After the barrier was complete we built the channel that would direct water to the natural wash. This required a very large stone that currently had set itself several yards from where we needed it. In order to move such a stone—probably weighing well over 500 lbs we used a hand winch of sorts. They had another name for it I believe, but that name escapes me now. Anyways with a massive towline wrapped around the rock and the winch itself attached via towline to a much larger rock I set to work cranking a lever on the winch back and forth while Steve strategically and skillfully placed long pry bars along it’s path to keep it from hooking on any of the boulders set in it’s path of rocky bed. Each crank, both back and forth pulled a heavy gauged wire through the winch – about an inch or two at a time.

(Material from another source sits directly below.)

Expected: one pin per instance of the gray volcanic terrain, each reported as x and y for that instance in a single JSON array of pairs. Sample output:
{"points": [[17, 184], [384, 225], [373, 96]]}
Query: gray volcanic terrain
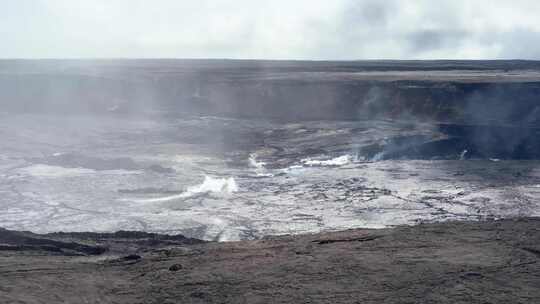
{"points": [[333, 182], [233, 150], [486, 262]]}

It took some repositioning and adjusting, later moving the winch to a nearby tree, but with great effort from all of us the rock found itself situated in it’s new home. Never again will I be able to look at any rock laden trail the same. The exertion it took to move that stone—not to mention the other stones we move by hand—was well beyond my understanding until today. In the past while I thought I could fathom the difficulties of constructing the massive staircases of cobbled stones I ascend to grand peaks and places I now understand—though admitted not completely—that these are wonders of the human spirit to be beholden with gratitude.

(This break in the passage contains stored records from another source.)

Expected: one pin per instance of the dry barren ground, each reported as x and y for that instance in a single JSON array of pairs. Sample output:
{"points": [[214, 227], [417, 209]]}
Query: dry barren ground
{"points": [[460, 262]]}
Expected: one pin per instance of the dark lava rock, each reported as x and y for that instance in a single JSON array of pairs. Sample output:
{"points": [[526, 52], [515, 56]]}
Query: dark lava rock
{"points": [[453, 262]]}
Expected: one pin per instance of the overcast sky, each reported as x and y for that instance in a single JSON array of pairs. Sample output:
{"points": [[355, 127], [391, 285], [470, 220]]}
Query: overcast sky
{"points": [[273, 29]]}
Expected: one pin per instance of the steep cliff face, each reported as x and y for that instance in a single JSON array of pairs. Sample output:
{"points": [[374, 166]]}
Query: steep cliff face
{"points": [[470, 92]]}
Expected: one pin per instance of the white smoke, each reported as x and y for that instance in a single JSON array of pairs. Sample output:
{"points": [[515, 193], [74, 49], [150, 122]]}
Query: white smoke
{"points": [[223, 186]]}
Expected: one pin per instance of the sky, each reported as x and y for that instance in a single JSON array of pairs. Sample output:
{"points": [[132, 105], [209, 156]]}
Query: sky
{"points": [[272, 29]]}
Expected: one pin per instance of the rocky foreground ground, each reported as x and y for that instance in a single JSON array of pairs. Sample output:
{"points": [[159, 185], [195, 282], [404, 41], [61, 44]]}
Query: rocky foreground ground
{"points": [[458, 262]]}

I’ve always romanticized the work of trail crews and often dreamed of working on one someday. Now that I’ve gotten my feet a little wet I can honestly say I’d still like to work on a trail crew. The work is hard, but rewarding. The efforts protect and make accessible the resources while often left unacknowledged. But just knowing that you constructed something that thousands, perhaps millions will use, something that may stand for ten years or one hundred is very gratifying.